Volkswagen’in ‘Rocstar’ olarak tanımladığı ve bugüne kadar iki milyondan fazla satış adedine ulaşarak markanın yüzünü güldüren T-Roc, yeni nesliyle birlikte sadece boyutlarını değil, karakterini de bir üst segmente taşıyor. VW Grubu’nun Portekiz’deki AutoEurope tesislerinde banttan inen yeni model, ID ailesinin fütüristtik çizgilerini daha ferah bir iç mekan ve güncellenmiş bir platformla harmanlarken, sürüş karakterinde de belirgin bir olgunlaşma sürecine girmiş görünüyor.
Portekiz yollarında gerçekleştirdiğimiz ilk sürüşte, kaputun altındaki 1.5 litrelik eTSI ünitenin sunduğu verimlilikten, adaptif suspansiyonun yol tutuşa etkilerine kadar aracın tüm detaylarını inceleme fırsatı bulduk.
Test sürüşümüze bu VW modelinde ilk kez kullanılan 1.5 litrelik turbo benzinli motorun 116 beygir güç ve 220 Nm tork üreten giriş seviyesi versiyonuyla başladık. Ön tekerleklere gücü aktaran bu ünite, rijit marş jeneratörüne sahip 48 voltluk mild-hybrid sistemiyle +14 kW ve +56 Nm ekstra kuvvet ile destekleniyor. Bagaj kapağındaki TSI logosunun önündeki ‘e’takısı, evo2 nesli bu dört silindirli motorun ‘yelken modu’ özelliğine atıfta bulunuyor. ACTplus sistemi sayesinde, motor düşük ve orta yüklerde 0,5 litreye varan ekonomiyle çalışırken dört silindirden ikisini kapatarak yakıt beslemesini kesiyor. Bu teknoloji yeni olmasa da, sürüş tarzına bağlı olarak 100 kilometrede yarım litreye varan yakıt tasarrufu vaadi oldukça iddialı. İlk izlenimlerimize göre bu motor, sakin mizaçlı yapısıyla gündelik şehir içi kullanım senaryoları için fazlasıyla yeterli, ancak performans beklentisi yüksek sürücüler için asıl adresin bu olmadığı da aşikar.
Daha dinamik bir sürüş karakteri arayanlar ve bütçesi elverenler için ise, asıl uzun mesafede kullandığımız 150 beygir gücündeki versiyon devreye giriyor.

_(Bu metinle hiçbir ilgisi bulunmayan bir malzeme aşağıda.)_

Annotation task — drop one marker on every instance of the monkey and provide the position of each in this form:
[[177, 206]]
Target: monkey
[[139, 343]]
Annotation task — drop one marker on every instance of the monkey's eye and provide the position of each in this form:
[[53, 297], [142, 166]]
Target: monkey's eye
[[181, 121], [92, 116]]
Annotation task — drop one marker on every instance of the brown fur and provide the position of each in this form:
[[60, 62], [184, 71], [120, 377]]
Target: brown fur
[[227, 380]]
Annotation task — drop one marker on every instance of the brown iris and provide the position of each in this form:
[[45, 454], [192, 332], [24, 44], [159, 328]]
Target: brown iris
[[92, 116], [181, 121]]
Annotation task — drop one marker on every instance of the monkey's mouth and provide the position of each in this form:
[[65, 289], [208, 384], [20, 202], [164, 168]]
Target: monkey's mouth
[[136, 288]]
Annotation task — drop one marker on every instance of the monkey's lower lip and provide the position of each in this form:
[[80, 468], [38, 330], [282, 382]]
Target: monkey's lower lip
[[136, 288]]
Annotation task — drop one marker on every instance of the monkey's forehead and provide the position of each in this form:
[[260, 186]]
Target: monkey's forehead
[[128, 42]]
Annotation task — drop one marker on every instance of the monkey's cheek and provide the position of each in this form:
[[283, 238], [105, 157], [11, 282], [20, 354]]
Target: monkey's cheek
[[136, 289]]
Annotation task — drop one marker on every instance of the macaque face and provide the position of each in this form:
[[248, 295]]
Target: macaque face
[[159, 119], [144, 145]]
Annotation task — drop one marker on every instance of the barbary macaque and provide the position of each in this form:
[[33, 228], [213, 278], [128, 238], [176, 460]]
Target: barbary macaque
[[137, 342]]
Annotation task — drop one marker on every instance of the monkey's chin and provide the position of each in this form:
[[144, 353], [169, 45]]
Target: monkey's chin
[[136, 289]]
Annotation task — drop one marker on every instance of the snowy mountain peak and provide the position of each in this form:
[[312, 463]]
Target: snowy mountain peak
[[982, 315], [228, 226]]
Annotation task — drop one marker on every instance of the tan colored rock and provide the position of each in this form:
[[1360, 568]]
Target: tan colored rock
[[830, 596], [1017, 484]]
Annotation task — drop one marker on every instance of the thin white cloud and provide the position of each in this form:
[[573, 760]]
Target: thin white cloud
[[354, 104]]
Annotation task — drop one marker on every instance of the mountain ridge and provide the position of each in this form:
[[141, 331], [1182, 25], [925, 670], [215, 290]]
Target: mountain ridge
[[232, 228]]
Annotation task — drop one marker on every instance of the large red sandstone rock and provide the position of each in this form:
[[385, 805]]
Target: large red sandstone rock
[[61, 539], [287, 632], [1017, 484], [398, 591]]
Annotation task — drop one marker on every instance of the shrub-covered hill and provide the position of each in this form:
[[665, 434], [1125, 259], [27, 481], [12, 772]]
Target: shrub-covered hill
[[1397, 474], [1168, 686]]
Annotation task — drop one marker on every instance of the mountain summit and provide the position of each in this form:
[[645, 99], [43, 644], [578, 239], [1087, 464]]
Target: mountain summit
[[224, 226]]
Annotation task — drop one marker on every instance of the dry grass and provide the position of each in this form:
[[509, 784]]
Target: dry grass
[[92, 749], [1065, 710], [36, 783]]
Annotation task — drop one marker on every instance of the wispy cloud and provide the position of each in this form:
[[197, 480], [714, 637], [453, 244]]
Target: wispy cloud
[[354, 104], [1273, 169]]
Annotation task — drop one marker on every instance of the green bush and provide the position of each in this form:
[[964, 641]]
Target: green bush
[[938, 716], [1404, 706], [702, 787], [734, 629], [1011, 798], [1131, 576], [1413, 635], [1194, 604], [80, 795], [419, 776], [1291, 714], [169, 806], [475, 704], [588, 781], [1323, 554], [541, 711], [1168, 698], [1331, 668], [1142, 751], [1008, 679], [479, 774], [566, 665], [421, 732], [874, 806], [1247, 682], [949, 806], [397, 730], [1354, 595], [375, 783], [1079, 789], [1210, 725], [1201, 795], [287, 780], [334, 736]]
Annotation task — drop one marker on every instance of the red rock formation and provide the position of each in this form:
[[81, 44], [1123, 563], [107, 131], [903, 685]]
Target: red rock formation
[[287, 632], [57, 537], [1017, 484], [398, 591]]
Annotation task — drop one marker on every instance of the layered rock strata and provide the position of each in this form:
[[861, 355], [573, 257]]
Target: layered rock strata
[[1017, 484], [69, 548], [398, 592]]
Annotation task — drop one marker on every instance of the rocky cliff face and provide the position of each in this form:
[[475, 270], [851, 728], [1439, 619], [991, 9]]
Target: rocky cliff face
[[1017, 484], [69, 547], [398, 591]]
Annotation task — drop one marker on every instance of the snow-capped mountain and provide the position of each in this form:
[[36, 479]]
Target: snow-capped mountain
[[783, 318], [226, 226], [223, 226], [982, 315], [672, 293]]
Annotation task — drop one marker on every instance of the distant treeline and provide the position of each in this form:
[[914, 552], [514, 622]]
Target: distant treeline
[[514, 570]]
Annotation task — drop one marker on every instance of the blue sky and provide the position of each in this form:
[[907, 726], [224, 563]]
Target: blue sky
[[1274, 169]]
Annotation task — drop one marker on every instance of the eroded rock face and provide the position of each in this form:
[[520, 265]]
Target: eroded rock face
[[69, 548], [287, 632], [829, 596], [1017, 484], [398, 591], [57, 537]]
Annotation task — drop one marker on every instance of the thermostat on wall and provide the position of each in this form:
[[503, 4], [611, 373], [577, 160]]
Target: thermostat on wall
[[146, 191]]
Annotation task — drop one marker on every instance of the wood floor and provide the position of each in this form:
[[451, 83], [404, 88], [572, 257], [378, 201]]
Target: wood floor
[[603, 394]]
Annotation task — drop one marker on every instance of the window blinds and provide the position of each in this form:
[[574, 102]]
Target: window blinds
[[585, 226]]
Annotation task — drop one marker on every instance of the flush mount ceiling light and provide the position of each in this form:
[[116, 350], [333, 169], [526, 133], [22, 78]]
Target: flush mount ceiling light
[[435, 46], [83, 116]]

Tecrübelerimiz ve satış istatistikleri, T-Roc müşterisinin ibresinin de, bu motordan yana olduğunu gösteriyor, ki Türkiye’deki satışları da bu versiyon ile başlayacak… Kağıt üzerinde iki motor arasında sadece 34 beygirlik bir fark varmış gibi görünse de, direksiyon başına geçtiğinizde bu farkın yola yansıması çok daha dramatik. 100 km/h hıza ulaşma süresindeki 10.6 saniye yerine 8.9 saniye yaklaşık iki saniyelik iyileşme ve 212 km/h’lik maksimum hız, aracın otoban hızlarında çok daha oturaklı hissettirmesini sağlıyor. 7-ileri DSG şanzıman ise her iki güç seviyesinde de VW mühendisliğinin imza niteliğindeki pürüzsüzlüğüyle çalışıyor; vites geçişleri hızlı, kararlı ve neredeyse hissedilmez düzeyde.

RAFİNE BİR ‘CRUISER’
Sürüş dinamikleri açısından yeni T-Roc’un en büyük kozu, ağabeyleri Tiguan ve Passat’tan miras aldığı DCC adaptif suspansiyon sistemi… Sürüş modları arasında geçiş yaptığınızda aracın karakterindeki değişimi net bir şekilde hissedebiliyorsunuz. ‘Comfort’ modunda, yol üzerindeki kötü sürprizleri ve asfalt kusurlarını etkileyici bir yumuşaklıkla filtreliyor. Artık çok daha lineer, sakin ve sürücüyü yormayan bir direksiyon sistemi üzerindeki mikro titreşimler ve eski neslin zaman zaman sert bulunan tepkileri de törpülenmiş. ‘Sport’ modunda, gövde salınımı kontrol altında olsa da, viraj içlerinde beklenen o keskin ve direkt tepkiyi tam olarak hissedilmediği için, dinamik sürüş tutkunlarının tam anlamıyla tatmin olamayacaklarını tahmin ediyoruz… Fakat, ses yalıtımındaki iyileştirmeler ve büyük jantlara rağmen kabine sızmayan lastik gürültüsüyle T-Roc, uzun yolculuklar için stresten uzak, eski segmentinin çok üstünde, son derece rafine bir ‘cruiser’ kimliğine bürünmüş.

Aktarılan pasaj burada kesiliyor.